Reputation: 1
I want to calculate the daylight saving time beginning date for each year from 2003 through 2021 and keep only the days that are 60 days before and after the daylight saving time begin date each year.
i.e date will change each year (falls on a Sunday) and moved from happening in April 2003-2006 to happening in March during the years 2007-2021.

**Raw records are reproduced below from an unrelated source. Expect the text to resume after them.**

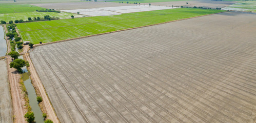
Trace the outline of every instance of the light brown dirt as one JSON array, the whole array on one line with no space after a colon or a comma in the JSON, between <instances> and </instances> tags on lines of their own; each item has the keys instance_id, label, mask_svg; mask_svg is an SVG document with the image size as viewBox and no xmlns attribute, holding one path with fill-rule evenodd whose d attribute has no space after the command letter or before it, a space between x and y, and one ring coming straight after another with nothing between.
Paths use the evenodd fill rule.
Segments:
<instances>
[{"instance_id":1,"label":"light brown dirt","mask_svg":"<svg viewBox=\"0 0 256 123\"><path fill-rule=\"evenodd\" d=\"M188 3L188 4L186 3ZM215 9L216 8L224 8L230 5L235 3L236 2L231 1L179 1L179 2L159 2L152 3L152 5L158 6L183 6L184 7L201 7L207 8L211 8ZM145 3L145 5L148 5L149 3Z\"/></svg>"},{"instance_id":2,"label":"light brown dirt","mask_svg":"<svg viewBox=\"0 0 256 123\"><path fill-rule=\"evenodd\" d=\"M0 60L0 123L13 122L12 99L5 60Z\"/></svg>"},{"instance_id":3,"label":"light brown dirt","mask_svg":"<svg viewBox=\"0 0 256 123\"><path fill-rule=\"evenodd\" d=\"M69 10L80 9L92 9L99 7L115 7L131 6L131 4L124 4L111 2L76 2L76 3L62 3L51 4L33 4L34 6L47 9L54 9L56 10Z\"/></svg>"},{"instance_id":4,"label":"light brown dirt","mask_svg":"<svg viewBox=\"0 0 256 123\"><path fill-rule=\"evenodd\" d=\"M6 32L8 32L6 25L4 25ZM11 51L10 40L8 37L6 37L7 44L7 54ZM7 67L8 71L8 79L9 81L11 94L12 100L12 108L14 122L25 122L24 117L26 109L24 105L25 100L22 94L19 83L21 76L19 74L14 68L10 68L10 63L12 61L12 58L9 56L7 56Z\"/></svg>"},{"instance_id":5,"label":"light brown dirt","mask_svg":"<svg viewBox=\"0 0 256 123\"><path fill-rule=\"evenodd\" d=\"M10 86L11 87L14 122L25 123L24 115L26 111L24 106L25 102L22 95L22 91L18 83L21 76L16 69L10 68L9 65L11 61L11 57L8 56L7 57L8 76Z\"/></svg>"},{"instance_id":6,"label":"light brown dirt","mask_svg":"<svg viewBox=\"0 0 256 123\"><path fill-rule=\"evenodd\" d=\"M228 12L36 47L62 122L253 122L255 14Z\"/></svg>"},{"instance_id":7,"label":"light brown dirt","mask_svg":"<svg viewBox=\"0 0 256 123\"><path fill-rule=\"evenodd\" d=\"M30 73L30 77L32 80L33 86L36 88L36 90L38 91L41 96L43 98L43 101L42 104L43 107L43 109L45 111L44 112L46 113L47 114L47 119L50 119L52 120L53 122L59 122L58 118L55 113L55 111L51 105L50 100L49 99L48 96L46 95L46 92L45 92L44 86L42 84L40 78L38 76L37 73L34 67L33 63L31 62L31 60L29 57L29 54L27 53L27 50L24 50L25 56L24 58L26 58L27 61L29 61L30 67L28 70Z\"/></svg>"}]
</instances>

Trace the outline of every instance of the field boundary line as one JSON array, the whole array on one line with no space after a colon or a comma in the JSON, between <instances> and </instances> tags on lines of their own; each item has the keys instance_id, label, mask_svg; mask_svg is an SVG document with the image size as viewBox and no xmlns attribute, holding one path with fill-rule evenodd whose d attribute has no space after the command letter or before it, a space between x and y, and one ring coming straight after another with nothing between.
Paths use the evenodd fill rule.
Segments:
<instances>
[{"instance_id":1,"label":"field boundary line","mask_svg":"<svg viewBox=\"0 0 256 123\"><path fill-rule=\"evenodd\" d=\"M149 16L140 16L140 17L136 17L127 18L125 18L125 19L113 19L113 20L102 21L102 22L92 22L92 23L82 24L76 24L76 25L68 25L68 26L64 26L50 27L50 28L46 28L40 29L29 30L22 31L20 31L20 32L28 32L28 31L32 31L45 30L45 29L49 29L57 28L60 28L60 27L72 27L72 26L79 26L79 25L83 25L93 24L96 24L96 23L100 23L109 22L126 20L126 19L129 19L140 18L146 17L151 17L151 16L159 16L159 15L166 15L166 14L171 14L177 13L181 13L181 12L174 12L174 13L168 13L168 14L157 14L157 15L149 15ZM45 20L45 21L48 21L48 20Z\"/></svg>"},{"instance_id":2,"label":"field boundary line","mask_svg":"<svg viewBox=\"0 0 256 123\"><path fill-rule=\"evenodd\" d=\"M200 15L200 16L194 16L194 17L191 17L186 18L183 18L183 19L181 19L173 20L171 20L171 21L163 22L163 23L157 23L157 24L152 24L152 25L146 25L146 26L140 26L140 27L134 27L134 28L128 28L128 29L123 29L123 30L117 30L117 31L111 31L111 32L105 32L105 33L100 33L100 34L93 34L93 35L87 35L87 36L82 36L82 37L72 38L70 38L70 39L61 40L58 40L58 41L55 41L55 42L53 42L45 43L44 43L44 44L36 44L36 45L34 45L34 48L33 48L33 49L32 49L32 51L33 51L33 50L35 47L38 47L38 46L43 46L43 45L48 45L48 44L53 44L53 43L57 43L63 42L66 42L66 41L69 41L69 40L73 40L73 39L81 39L81 38L85 38L85 37L91 37L91 36L100 35L103 35L103 34L112 33L114 33L114 32L121 32L121 31L126 31L126 30L131 30L131 29L137 29L137 28L143 28L143 27L149 27L149 26L154 26L154 25L157 25L164 24L166 24L166 23L171 23L171 22L177 22L177 21L179 21L179 20L186 20L186 19L188 19L194 18L199 17L202 17L202 16L211 15L213 15L213 14L219 14L219 13L226 12L228 12L228 11L223 11L223 12L218 12L218 13L212 13L212 14L206 14L206 15Z\"/></svg>"}]
</instances>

I need to Create a running variable “days” that measures the distance from the daylight saving time begin date for each year with days=0 on the first day of daylight saving time.
year month day propertycrimes violentcrimes
2003 1 1 94 34
2004 1 1 60 46
2005 1 1 106 41
2006 1 1 87 40
2007 1 1 72 36
2008 1 1 43 50
2009 1 1 35 32
2010 1 1 32 50
2011 1 1 29 45
2012 1 1 32 45
Here's my code so far
library(readr)
dailycrimedataRD <- read_csv("dailycrimedataRD.csv")
View(dailycrimedataRD)
days <- .POSIXct(month, tz="GMT")
Upvotes: 0
Views: 62
Reputation: 21992
How about this:
library(dplyr)
#>
#> Attaching package: 'dplyr'
#> The following objects are masked from 'package:stats':
#>
#> filter, lag
#> The following objects are masked from 'package:base':
#>
#> intersect, setdiff, setequal, union
library(readr)
dailycrimedataRD <- read_csv("~/Downloads/dailycrimedataRD.csv")
#> Rows: 6940 Columns: 5
#> ── Column specification ────────────────────────────────────────────────────────
#> Delimiter: ","
#> dbl (5): year, month, day, propertycrimes, violentcrimes
#>
#> ℹ Use `spec()` to retrieve the full column specification for this data.
#> ℹ Specify the column types or set `show_col_types = FALSE` to quiet this message.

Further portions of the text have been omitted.